Day rates for dry-bulk services extended their recent run northward Monday on the back of Chinese demand for raw materials and worsening congestion at ports in Australia and China, with ships stacked up and waiting to unload or pick up their cargo. One analyst said that 132 capesize ships were at anchorage last week in the world's major ore and coal ports, up from 112 a month earlier, a situation that squeezes supply.
The Baltic Dry Index, which tracks the daily changes in spot rates for dry-bulk carriers, rose 2.7% Monday.
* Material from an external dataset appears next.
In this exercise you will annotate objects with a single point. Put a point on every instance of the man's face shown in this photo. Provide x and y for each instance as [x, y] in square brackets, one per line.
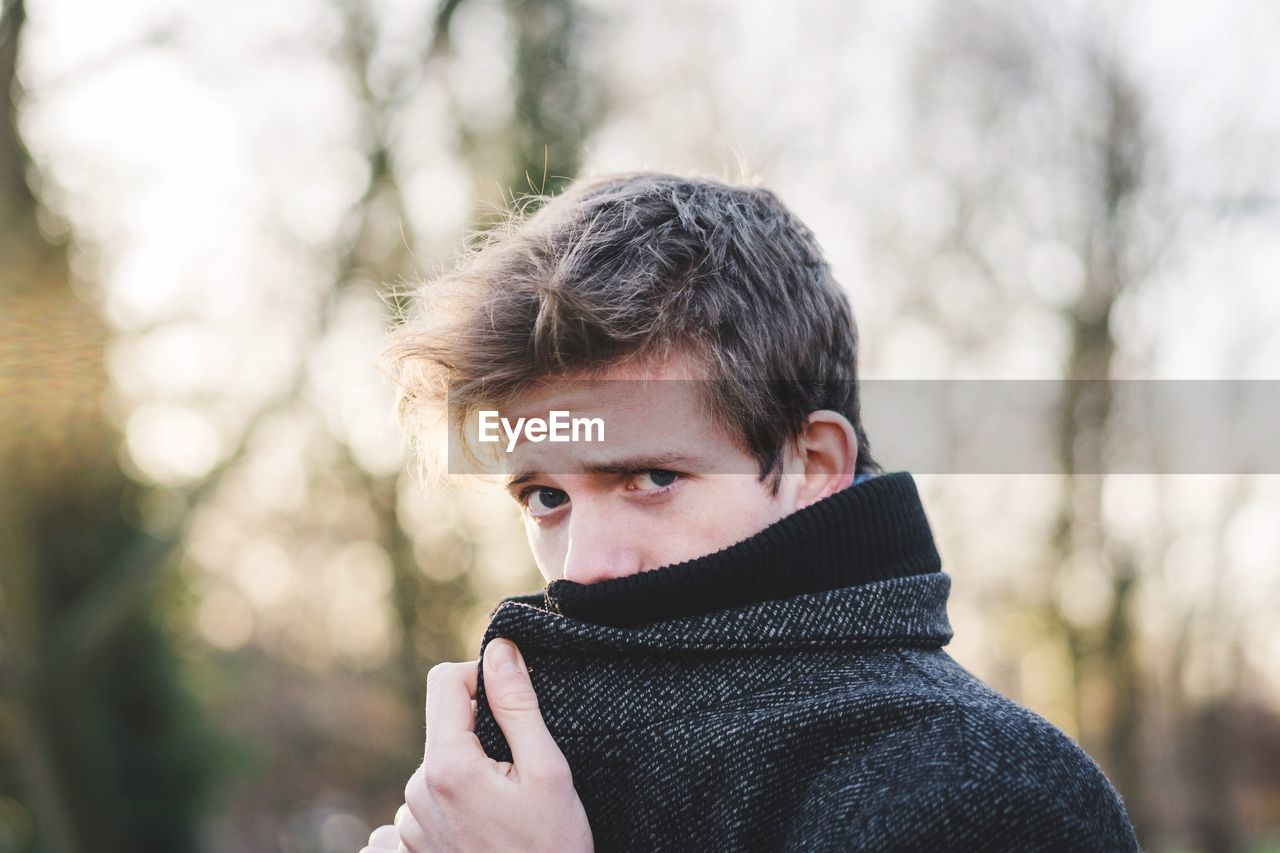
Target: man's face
[668, 486]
Fees for capesize ships, the largest dry cargo vessels in the world, jumped 2% to $78,075, according to the Baltic Exchange, the London-based ship broker.
Also Monday, Deutsche Bank shipping analyst Justin Yagerman lifted his rating on three dry-bulk names: Genco Shipping & Trading (GNK - Get Report), Eagle Bulk (EGLE - Get Report) and Euroseas (ESEA - Get Report)."While we remain cautious on the sector over the long-term due to supply growth, we believe recent vessel dislocation stemming from seasonal coal and grain trades and continued strength in iron ore imports into China will likely continue to drive near-term upside in day rates and dry bulk stocks," Yagerman wrote in a research report.